11. März 2012, 2. Liga, SGD – 1. FC Ingolstadt: Dynamo spielt vor leeren Rängen 0:0, hat zuvor aber 34.638 „Geistertickets“ verkauft – mehr als ins Stadion passen. Der Verein feiert die Aktion als Coup, der die DFB-Strafe zumindest finanziell erträglich macht.
31. Oktober 2012: Wieder die zweite Runde im DFB-Pokal, wieder Stadion- und Platzstürme gegen unterbesetzte Gäste, wieder massiver Einsatz von Pyrotechnik: Tausende Hannoveraner und Dresdner Fans randalieren. Es gibt 21 Festnahmen und 14 Verletzte.

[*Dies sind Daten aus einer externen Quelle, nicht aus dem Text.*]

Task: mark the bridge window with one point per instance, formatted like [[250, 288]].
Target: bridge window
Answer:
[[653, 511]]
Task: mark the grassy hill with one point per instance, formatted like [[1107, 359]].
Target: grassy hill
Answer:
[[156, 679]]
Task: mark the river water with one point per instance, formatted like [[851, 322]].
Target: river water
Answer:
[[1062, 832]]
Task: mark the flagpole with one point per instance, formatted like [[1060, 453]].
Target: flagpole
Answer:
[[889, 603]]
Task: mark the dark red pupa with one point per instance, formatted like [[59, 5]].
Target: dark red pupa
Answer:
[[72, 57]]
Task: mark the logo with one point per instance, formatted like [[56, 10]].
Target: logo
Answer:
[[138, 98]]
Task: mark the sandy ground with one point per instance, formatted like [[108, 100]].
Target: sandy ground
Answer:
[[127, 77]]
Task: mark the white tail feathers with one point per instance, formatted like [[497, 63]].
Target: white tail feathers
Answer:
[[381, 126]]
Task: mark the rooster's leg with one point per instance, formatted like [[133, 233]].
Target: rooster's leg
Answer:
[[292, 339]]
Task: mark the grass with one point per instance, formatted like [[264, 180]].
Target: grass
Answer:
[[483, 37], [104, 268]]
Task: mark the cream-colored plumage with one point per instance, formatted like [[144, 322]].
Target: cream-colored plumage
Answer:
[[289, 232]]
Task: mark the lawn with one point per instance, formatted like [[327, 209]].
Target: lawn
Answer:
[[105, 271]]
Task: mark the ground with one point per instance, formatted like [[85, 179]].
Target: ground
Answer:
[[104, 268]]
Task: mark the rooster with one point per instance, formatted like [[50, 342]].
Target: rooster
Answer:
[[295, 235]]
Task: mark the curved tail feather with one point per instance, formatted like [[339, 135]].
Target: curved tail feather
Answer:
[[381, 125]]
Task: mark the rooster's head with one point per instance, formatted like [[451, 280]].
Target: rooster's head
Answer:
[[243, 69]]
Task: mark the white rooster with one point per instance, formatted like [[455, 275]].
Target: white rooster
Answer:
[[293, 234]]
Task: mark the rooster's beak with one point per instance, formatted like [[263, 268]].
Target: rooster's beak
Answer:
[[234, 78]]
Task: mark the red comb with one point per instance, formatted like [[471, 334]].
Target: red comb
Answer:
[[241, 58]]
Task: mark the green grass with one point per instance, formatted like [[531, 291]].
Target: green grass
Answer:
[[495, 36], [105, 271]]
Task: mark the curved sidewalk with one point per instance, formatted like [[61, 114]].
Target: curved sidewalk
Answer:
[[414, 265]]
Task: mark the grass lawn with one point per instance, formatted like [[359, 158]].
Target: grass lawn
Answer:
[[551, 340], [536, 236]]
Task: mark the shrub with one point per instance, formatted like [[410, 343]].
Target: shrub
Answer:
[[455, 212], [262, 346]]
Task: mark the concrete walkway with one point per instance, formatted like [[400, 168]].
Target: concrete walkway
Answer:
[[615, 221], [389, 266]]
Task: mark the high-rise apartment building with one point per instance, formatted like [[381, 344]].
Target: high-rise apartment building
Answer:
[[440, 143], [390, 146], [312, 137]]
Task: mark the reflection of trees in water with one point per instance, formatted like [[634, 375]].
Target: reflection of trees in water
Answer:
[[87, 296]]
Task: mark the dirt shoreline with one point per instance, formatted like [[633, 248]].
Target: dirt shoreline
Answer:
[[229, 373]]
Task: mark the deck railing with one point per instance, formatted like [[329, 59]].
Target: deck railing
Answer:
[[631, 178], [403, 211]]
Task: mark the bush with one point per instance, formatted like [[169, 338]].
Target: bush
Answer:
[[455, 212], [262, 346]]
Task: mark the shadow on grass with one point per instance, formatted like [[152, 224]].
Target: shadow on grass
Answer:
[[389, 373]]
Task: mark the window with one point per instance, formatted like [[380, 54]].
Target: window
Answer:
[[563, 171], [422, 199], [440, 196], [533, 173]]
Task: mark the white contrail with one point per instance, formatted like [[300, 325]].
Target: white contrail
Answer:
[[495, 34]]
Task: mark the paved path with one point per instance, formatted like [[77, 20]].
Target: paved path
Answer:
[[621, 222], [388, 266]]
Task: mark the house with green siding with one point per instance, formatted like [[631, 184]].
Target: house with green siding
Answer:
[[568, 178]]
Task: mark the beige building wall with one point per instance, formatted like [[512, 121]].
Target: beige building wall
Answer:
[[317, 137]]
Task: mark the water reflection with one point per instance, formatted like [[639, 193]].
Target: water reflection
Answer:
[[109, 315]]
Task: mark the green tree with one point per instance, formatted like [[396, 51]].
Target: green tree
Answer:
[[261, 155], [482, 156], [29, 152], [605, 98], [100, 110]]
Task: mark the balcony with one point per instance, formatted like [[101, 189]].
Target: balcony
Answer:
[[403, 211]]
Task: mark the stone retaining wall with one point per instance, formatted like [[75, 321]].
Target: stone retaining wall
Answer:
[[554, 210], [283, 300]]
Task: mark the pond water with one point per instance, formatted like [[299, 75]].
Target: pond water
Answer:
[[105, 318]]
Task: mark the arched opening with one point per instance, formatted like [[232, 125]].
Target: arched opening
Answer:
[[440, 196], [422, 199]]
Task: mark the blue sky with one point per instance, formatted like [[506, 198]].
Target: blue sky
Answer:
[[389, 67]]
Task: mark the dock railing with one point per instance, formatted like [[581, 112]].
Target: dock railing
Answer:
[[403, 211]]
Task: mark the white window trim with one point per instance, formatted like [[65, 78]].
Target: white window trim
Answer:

10. Dezember 2012: Das Sportgericht schließt Dynamo für die Saison 2013/14 vom Pokal aus.
7. März 2013: Das Bundesgericht des DFB bestätigt das Urteil vom Dezember, Dynamo bleibt vom Pokal ausgeschlossen. Die Ausschreitungen vom 8. Februar 2013 in Kaiserslautern, wo durch Dynamo-Randalierer zwei Menschen verletzt wurden und 70.000 Euro Sachschaden entstanden sind, wurden strafverschärfend in die Entscheidung einbezogen.
28. November 2013: Dynamo Dresden akzeptiert nach einem Mitgliedervotum den Pokalausschluss für die Saison 2013/14 und verzichtet auf eine Zivilklage vor dem Oberlandesgericht Frankfurt/Main. Im Gegenzug beendete der DFB alle laufenden Strafverfahren gegen Dynamo für eine Pauschale von 30.000 Euro. Nur eine gute Woche später kommt es in Bielefeld erneut zu Randalen von Gewalttätern im Dynamo-Umfeld mit dem Ergebnis: 17 verletzten Polizisten, 22 Strafanzeigen, 3 Festnahmen.